|
|
|
|
|
|
|
|
|
|
|
|
|
|
|
|
|
Erik Anderson
|
|
|
|
|
|
|
|
|
|
|
|
|
|
|
|
|
|
|
|
|
|
|
|
|
|
|
|
|
|
|
|
|
|
|
from The Identity Event
Days pass. Uganda continues. This struggle
between significant things: believable worlds or a breakdown of order I took for a chance
encounter uncovered a cache.
The names lay scattered under a seersucker suit. I yawned. Grumbled. And counted to ten.
With no land no body no word for taking you in as you came
Interruptions have this effect: that you must hear my voice, or am I a tension that cannot know
it is a tension:
circular and incomplete, how it tends away from the cicadas. Its
incompletion is itself incomplete
Can we change the subject?
Under one trade wind, two words merge—and then they disappear
a boat I’ll call a tanker takes off from an unseen port
its cargo—marvels from a fuchsia past still interesting in this regard:
how long until that boat arrives at your museum?
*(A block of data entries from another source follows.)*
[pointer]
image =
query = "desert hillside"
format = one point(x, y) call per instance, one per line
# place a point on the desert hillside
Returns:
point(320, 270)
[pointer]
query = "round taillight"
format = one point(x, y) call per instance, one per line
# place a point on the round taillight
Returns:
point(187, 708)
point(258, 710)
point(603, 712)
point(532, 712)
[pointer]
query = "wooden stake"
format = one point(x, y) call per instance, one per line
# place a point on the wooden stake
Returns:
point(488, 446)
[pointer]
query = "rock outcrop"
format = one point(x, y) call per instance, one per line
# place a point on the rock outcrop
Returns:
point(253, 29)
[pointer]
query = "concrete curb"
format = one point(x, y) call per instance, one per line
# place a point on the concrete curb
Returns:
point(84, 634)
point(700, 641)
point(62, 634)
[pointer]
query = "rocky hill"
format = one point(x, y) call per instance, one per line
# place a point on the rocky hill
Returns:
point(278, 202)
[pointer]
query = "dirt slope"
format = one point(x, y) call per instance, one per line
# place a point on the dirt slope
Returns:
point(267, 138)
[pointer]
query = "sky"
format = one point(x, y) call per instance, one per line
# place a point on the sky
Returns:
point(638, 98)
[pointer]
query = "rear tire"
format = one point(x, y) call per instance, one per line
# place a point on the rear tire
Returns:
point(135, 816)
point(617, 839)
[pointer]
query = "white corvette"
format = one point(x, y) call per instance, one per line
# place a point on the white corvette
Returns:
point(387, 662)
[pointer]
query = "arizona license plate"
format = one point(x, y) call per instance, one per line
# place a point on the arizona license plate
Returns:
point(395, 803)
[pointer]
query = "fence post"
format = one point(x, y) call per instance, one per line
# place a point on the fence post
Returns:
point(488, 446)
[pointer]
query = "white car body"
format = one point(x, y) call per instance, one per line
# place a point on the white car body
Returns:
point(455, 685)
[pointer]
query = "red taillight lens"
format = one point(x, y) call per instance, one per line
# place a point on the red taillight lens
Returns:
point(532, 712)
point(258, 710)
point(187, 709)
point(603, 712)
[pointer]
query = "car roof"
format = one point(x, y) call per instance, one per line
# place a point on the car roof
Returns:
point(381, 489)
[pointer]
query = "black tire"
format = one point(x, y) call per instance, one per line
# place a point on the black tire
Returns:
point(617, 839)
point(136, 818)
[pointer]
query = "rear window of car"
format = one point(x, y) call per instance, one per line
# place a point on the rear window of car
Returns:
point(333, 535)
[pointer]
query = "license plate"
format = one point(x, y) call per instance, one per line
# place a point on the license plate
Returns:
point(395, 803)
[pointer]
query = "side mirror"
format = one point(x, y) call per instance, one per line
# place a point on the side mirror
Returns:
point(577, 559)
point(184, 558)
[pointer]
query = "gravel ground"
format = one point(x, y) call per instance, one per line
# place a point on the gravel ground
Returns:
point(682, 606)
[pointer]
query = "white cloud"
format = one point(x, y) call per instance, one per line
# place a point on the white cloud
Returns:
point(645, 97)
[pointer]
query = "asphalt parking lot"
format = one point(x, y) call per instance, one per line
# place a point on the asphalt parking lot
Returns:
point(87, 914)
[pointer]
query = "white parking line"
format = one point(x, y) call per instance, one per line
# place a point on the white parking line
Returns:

And if you were to film its course or paint it, would it look like puzzle pieces
on a cut of silk ravens on a kimono?
Asked how she came to marry my father my mother told me: a star by itself isn’t a star
The past is a character who only appears so the present will turn
down the alley, etc. We stain ourselves, bleed
the ground, white clothes, each other. The war will end or won’t, the bees go back
to their circular relations. The discrepancies become
yet another part
of the still accruing whole.
This is about where we live. In a body, or we are bodies of something non-literary in nature. The stuff of omens and portents.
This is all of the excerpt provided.